Mon corps remodelé par la chirurgie esthétique, je l'ai reconstruit comme on restaure une voiture d'occasion. J'ai refait la carrosserie, le moteur, le tableau de bord… J'ai repris forme. J'étale en permanence des crèmes-et des pommades sur mon ventre, mes cuisses, mes fesses. Je redeviens sportive: natation, jogging, stretching. Peu à peu, je reprends aussi la maîtrise de mon appétit.
Et puis, j'ai retrouvé le chemin des studios de photo. J'ai recommencé avec des campagnes pour des produits alimentaires divers, puis sont revenus les vêtements et les jeans et, enfin! la haute couture. Le parcours classique des top-models.
Ce retour m'a lancée plus haut, plus loin que mes premières tentatives. La descente aux abîmes qui a suivi mes succès initiaux m'a rendue plus forte. Je ne me laisse plus marcher sur les pieds. J'ai appris à me faire respecter.
Pour petit ami, j'ai élu un mannequin homme. Bien que nous pratiquions le même métier, lui, il n'assume pas. Il a honte de poser et de défiler. Esteban proclame qu'il fait ça «en attendant».
Je l'ai choisi sur sa seule beauté physique. Il est très décoratif, dans le genre «latino». Je lui ai laissé entendre que dès que je serais lasse de lui, je le recracherais comme un noyau de cerise. Loin de le repousser, cette perspective me l'attache encore davantage. «Ah, Venous, toi seule tou mé comprends…» Les hommes sont si faciles à manipuler. Il me semble avoir saisi comment ils fonctionnent. Il suffit qu'une femme ne dépende pas d'eux pour qu'ils aient envie de dépendre d'elle.
Esteban, au lit, c'est un athlète avide de remporter la course. Il se donne un mal fou. Je le soupçonne même d'user de produits dopants. Tout ça pour mon plaisir! Au début, j'ai cherché à le rassurer, mais j'ai vite compris qu'au contraire mieux valait le laisser à son incertitude. Je lui en réclame toujours plus, et il aime ça.
Je le mérite bien, après tout. J'ai dix-sept ans et demi et je suis sublime.
Pour me détendre de l'ambiance des plateaux, je me suis mise à fumer. La cigarette m'aide à décompresser et le besoin de nicotine m'oblige à m'aménager des moments de détente. Elle réconcilie aussi. Maman fume également. Il n'y a que lorsque nous fumons toutes les deux, que nous nous proposons tour à tour le briquet, que nous ne nous disputons pas.
Maman m'aime, je le sais, et pourtant je sens qu'au fond d'elle-même elle me reproche le départ de papa. Toutes ses autres histoires de cœur, depuis, ont tourné à la catastrophe. On dirait qu'à peine elle a jeté son dévolu sur quelqu'un qu'elle se prépare à affronter l'échec. Ses compagnons s'en rendent sûrement compte et ça les crispe.
Il faut que je me libère de son influence. En plus, quand je vois sa trajectoire professionnelle, il y a de quoi être déprimée. Dans le métier, maman est déjà considérée comme une «vieille». Elle n'est plus demandée que pour des catalogues de vente par correspondance.
À la maison, elle s'est mise à carburer au whisky en visionnant des cassettes de films d'horreur. Mauvais trip.
J'ai compris les règles du métier, je crois. On monte vite et on descend vite, mais plus on monte haut, plus on a de chances de ne pas redescendre.

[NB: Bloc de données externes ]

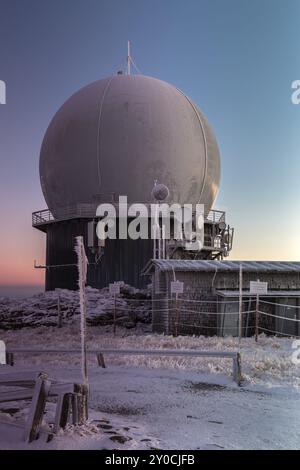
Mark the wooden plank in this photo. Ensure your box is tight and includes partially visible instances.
[24,373,51,442]
[0,368,40,387]
[5,351,14,366]
[0,388,33,403]
[7,348,236,358]
[97,353,106,369]
[232,353,242,385]
[53,393,70,433]
[71,393,79,426]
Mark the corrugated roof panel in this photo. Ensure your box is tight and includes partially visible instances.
[144,260,300,272]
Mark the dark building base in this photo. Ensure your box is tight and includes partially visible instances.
[44,219,153,290]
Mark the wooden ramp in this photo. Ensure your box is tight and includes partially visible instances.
[0,366,88,442]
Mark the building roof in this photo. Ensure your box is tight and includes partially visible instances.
[142,259,300,274]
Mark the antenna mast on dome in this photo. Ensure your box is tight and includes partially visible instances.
[126,41,142,75]
[127,41,131,75]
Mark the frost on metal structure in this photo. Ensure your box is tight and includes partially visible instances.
[33,72,233,290]
[0,80,6,104]
[75,236,88,386]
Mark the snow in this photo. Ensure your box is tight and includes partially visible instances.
[0,284,151,329]
[0,322,300,449]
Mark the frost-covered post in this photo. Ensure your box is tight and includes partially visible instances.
[55,289,62,328]
[239,263,243,347]
[75,236,88,387]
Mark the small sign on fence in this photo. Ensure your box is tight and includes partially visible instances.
[109,282,121,295]
[250,281,268,295]
[171,281,184,294]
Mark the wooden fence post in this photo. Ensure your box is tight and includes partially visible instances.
[24,373,51,442]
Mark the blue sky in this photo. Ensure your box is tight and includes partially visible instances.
[0,0,300,284]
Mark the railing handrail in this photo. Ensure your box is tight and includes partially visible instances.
[32,207,225,226]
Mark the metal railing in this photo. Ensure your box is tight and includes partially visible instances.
[206,209,225,223]
[32,207,225,227]
[32,209,55,227]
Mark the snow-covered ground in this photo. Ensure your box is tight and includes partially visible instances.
[0,323,300,449]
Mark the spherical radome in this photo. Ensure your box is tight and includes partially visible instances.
[40,75,220,215]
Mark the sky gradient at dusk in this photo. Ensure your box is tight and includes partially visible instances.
[0,0,300,284]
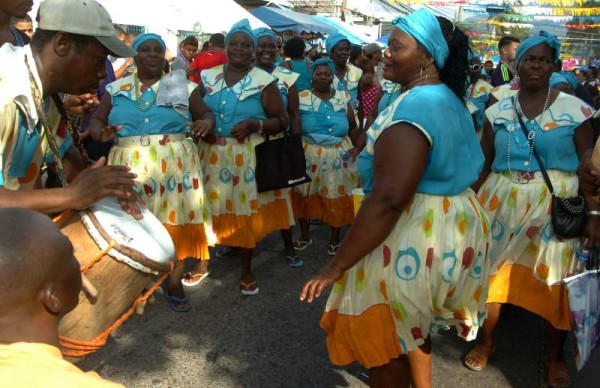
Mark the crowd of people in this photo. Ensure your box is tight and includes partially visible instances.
[0,0,600,387]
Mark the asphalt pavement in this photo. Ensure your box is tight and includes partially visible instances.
[78,226,600,388]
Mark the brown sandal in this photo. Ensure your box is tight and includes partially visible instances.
[548,361,571,388]
[464,344,496,372]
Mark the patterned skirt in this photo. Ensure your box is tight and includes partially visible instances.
[292,137,359,227]
[108,136,216,260]
[198,134,293,248]
[321,189,489,368]
[479,170,579,330]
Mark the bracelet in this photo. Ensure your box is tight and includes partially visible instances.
[256,120,263,135]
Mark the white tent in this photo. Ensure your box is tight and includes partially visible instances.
[31,0,267,53]
[98,0,266,34]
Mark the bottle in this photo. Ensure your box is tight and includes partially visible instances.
[573,241,590,275]
[340,149,352,163]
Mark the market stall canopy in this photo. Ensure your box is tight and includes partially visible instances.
[314,15,372,45]
[93,0,266,34]
[251,7,338,35]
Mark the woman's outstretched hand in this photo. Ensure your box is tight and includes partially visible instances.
[300,263,344,303]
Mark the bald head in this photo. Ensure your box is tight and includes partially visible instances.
[0,208,81,316]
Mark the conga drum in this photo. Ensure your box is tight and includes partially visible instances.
[54,198,175,357]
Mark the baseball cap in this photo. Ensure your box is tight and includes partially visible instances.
[38,0,136,57]
[364,43,381,55]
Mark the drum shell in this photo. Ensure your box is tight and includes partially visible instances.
[57,212,153,350]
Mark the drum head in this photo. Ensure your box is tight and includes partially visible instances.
[81,197,175,274]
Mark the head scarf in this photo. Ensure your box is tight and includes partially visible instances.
[392,8,450,70]
[131,32,167,51]
[252,27,277,43]
[310,58,335,77]
[550,72,569,88]
[225,19,256,47]
[560,71,578,91]
[325,32,350,55]
[516,31,560,68]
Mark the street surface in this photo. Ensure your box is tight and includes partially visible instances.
[78,226,600,388]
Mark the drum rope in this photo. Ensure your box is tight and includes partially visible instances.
[59,261,174,357]
[81,240,117,273]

Il faut que je monte très haut. Il faut que je devienne Miss Univers. Avec le titre, je gagnerai en même temps un passeport à vie pour les meilleures agences de top-models et pour tous les types qu'il me plaira d'utiliser.
Je surveille de très près mon alimentation. Je mange beaucoup de légumes pour les fibres, beaucoup de fruits pour la souplesse de ma peau et puis je bois beaucoup d'eau minérale pour drainer les sucres et les graisses.